Na sua intervenção, o comité intergovernamental da UNESCO notou, de forma positiva, que os membros da comunidade e os grupos que praticam o cante coral alentejano estiveram envolvidos na candidatura. E salientou ainda que este canto "feito para aproximar as pessoas" reflecte muitos dos valores que regem este órgão das Nações Unidas, sendo "uma referência de paz e serenidade", de "solidaridade e fraternidade".

Brasil emocionado

Chegou a pensar-se que a decisão da UNESCO poderia ser anunciada na quarta-feira à tarde, mas a discussão de algumas candidaturas mais problemáticas atrasou o processo e Portugal teve de esperar até quinta-feira de manhã pela sua vez. A avaliação é feita por ordem alfabética dos países candidatos, de A a Z.

O embaixador português em França, José Filipe Moraes Cabral, agradeceu a adopção da proposta, sublinhando que o cante alentejano é “um elemento identitário e de coesão social importante”, e anunciou o Grupo Coral e Etnográfico da Casa do Povo de Serpa, que viajou até Paris de autocarro para actuar brevemente na UNESCO.

Não houve quaisquer objecções à nomeação portuguesa, e só o Brasil – que viu a roda de capoeira integrar a mesma lista no dia anterior – pediu a palavra para felicitar brevemente a inclusão do cante. “Temos apreço pela nossa herança portuguesa e estamos tão emocionados quanto os portugueses”, disse a delegada brasileira.

Eram 11h17 em Paris (10h17 em Portugal) quando a inscrição do cante alentejano na lista do património cultural imaterial foi aprovada e formalizada – depois de nove outras candidaturas.

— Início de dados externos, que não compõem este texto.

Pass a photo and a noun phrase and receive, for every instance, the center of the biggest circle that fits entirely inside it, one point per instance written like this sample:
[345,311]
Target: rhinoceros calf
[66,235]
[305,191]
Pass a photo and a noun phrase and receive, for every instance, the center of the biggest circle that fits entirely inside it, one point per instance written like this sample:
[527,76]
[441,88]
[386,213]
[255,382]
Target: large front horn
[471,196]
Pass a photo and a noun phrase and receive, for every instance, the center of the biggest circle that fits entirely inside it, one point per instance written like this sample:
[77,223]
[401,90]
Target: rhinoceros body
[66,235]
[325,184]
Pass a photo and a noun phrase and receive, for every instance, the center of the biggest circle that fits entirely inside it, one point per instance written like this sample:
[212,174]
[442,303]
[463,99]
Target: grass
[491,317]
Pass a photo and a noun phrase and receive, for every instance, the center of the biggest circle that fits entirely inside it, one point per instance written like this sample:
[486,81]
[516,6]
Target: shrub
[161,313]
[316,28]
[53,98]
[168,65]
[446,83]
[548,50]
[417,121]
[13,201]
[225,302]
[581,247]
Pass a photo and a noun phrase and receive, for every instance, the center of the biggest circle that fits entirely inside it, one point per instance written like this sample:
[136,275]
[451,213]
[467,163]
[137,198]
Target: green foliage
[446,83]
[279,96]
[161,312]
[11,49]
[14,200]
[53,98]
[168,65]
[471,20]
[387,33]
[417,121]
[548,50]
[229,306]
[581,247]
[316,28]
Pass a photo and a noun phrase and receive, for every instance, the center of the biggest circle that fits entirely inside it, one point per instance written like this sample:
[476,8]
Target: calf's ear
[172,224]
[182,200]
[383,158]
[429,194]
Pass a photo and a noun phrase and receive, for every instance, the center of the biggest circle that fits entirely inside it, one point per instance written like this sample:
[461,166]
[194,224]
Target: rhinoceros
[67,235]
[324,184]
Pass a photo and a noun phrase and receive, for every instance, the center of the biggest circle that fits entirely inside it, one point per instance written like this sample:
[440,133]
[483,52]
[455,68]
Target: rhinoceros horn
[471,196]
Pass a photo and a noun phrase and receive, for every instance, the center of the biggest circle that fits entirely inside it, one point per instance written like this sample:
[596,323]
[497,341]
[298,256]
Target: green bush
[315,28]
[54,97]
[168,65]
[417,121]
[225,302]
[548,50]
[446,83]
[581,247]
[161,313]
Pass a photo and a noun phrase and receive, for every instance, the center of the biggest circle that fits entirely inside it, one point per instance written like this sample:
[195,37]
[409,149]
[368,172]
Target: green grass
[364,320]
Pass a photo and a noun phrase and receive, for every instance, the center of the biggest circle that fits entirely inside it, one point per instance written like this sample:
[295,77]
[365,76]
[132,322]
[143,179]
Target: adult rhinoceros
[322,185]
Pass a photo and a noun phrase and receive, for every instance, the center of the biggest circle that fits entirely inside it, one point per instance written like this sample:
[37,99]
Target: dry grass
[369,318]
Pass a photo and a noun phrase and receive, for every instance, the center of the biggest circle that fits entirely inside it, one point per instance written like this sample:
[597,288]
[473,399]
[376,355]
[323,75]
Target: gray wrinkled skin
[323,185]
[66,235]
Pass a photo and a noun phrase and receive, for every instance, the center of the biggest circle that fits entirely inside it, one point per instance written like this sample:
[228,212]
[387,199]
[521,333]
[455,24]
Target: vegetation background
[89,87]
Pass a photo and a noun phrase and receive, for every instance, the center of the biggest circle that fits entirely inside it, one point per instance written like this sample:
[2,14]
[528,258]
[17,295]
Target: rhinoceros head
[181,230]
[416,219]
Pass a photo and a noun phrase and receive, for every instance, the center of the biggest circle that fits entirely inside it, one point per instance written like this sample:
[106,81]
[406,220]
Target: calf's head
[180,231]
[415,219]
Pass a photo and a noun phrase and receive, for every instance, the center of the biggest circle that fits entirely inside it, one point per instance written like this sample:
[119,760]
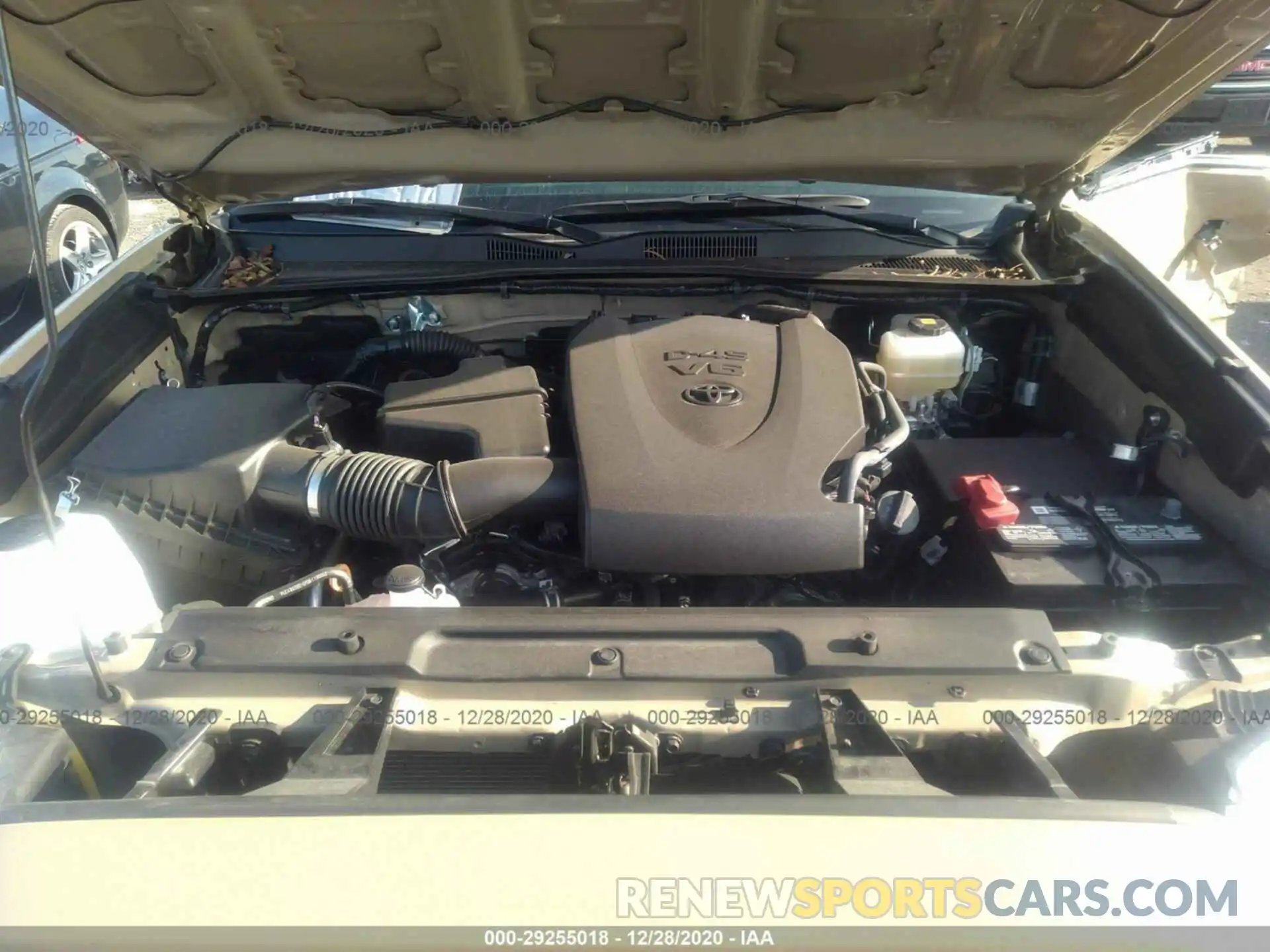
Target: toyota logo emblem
[713,395]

A candidatura do cante a património imaterial da UNESCO teve como promotores a Câmara Municipal de Serpa e a Entidade Regional de Turismo/ Agência de Promoção do Alentejo. Independentemente da decisão que fosse tomada pela UNESCO, a candidatura criou uma dinâmica regional e local que trouxe uma vitalidade ao cante, com o aparecimento de novos grupos, muitos deles compostos por jovens, e uma visibilidade mediática inédita. Existem actualmente mais de 150 grupos de cante no Alentejo.

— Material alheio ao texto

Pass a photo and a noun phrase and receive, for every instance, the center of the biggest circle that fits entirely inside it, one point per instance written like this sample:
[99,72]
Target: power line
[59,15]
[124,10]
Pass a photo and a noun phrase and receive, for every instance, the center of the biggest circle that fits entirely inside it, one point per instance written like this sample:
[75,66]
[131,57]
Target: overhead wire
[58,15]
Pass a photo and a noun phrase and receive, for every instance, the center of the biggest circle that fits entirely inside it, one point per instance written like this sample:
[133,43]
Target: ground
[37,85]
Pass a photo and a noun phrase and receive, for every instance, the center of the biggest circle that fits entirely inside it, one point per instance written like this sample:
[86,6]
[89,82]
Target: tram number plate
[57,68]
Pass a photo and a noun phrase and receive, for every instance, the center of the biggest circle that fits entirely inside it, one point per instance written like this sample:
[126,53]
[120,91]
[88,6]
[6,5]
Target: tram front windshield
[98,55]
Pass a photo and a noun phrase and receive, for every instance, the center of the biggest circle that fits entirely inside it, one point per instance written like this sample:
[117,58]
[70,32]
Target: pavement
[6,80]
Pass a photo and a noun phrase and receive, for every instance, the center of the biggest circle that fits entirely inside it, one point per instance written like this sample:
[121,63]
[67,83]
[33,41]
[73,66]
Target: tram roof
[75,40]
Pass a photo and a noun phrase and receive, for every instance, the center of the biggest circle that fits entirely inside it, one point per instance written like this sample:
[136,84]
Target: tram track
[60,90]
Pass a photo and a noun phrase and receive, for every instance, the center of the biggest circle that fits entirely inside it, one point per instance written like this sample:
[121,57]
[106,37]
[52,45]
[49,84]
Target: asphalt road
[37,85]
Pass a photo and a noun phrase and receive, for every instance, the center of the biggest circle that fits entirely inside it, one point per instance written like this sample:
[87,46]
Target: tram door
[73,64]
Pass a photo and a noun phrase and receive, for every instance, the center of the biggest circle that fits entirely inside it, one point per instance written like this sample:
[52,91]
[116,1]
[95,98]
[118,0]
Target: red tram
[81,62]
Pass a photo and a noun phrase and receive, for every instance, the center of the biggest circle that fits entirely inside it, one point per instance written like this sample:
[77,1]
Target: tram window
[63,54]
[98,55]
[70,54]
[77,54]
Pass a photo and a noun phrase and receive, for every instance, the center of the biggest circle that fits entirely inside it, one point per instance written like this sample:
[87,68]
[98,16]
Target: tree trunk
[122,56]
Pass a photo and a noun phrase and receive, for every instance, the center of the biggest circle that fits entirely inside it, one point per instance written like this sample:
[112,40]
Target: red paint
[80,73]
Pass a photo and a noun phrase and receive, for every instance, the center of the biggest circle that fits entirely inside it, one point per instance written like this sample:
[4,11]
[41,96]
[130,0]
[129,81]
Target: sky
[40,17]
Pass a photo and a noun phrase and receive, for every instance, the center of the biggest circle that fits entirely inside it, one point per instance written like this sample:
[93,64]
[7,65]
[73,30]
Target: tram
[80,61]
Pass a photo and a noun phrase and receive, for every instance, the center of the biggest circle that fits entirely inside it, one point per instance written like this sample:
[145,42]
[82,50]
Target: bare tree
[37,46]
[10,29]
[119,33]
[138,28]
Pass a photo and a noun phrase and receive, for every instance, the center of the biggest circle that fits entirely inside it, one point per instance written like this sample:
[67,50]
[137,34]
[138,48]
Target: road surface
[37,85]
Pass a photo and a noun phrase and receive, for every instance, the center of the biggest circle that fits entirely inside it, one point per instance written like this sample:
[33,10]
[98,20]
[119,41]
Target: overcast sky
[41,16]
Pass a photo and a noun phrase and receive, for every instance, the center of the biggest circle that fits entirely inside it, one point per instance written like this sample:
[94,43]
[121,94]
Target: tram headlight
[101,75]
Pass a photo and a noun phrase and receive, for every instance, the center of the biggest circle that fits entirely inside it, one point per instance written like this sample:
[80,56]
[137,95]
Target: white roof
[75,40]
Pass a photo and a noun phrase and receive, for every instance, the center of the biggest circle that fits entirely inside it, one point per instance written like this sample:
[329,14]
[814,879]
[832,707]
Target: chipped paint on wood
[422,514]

O património imaterial é uma designação que abrange tradições, conhecimentos, práticas e representações que constituem a matriz identitária de uma comunidade ou grupo e asseguram a diversidade cultural dos países num contexto de crescente globalização. Ela inclui tradições e expressões orais, artes performativas, rituais sociais e festas ou práticas artesanais. Este ano, além do cante alentejano e da capoeira, também a tradição da sauna na Estónia e o fabrico artesanal de papel tradicional japonês, entre outros, foram seleccionados pela UNESCO.

Nestes dias, o ambiente no interior da sede desta organização internacional é sui generis. Aborígenes africanos e índios venezuelanos com toucados de penas cruzam-se com homens de fato e gravata nos corredores. “Aqui na UNESCO a gente não vê loiros, já reparou?”, nota Vitorino. “É uma reserva de culturas do mundo. Isso é muito interessante. É como uma reserva de vinho.”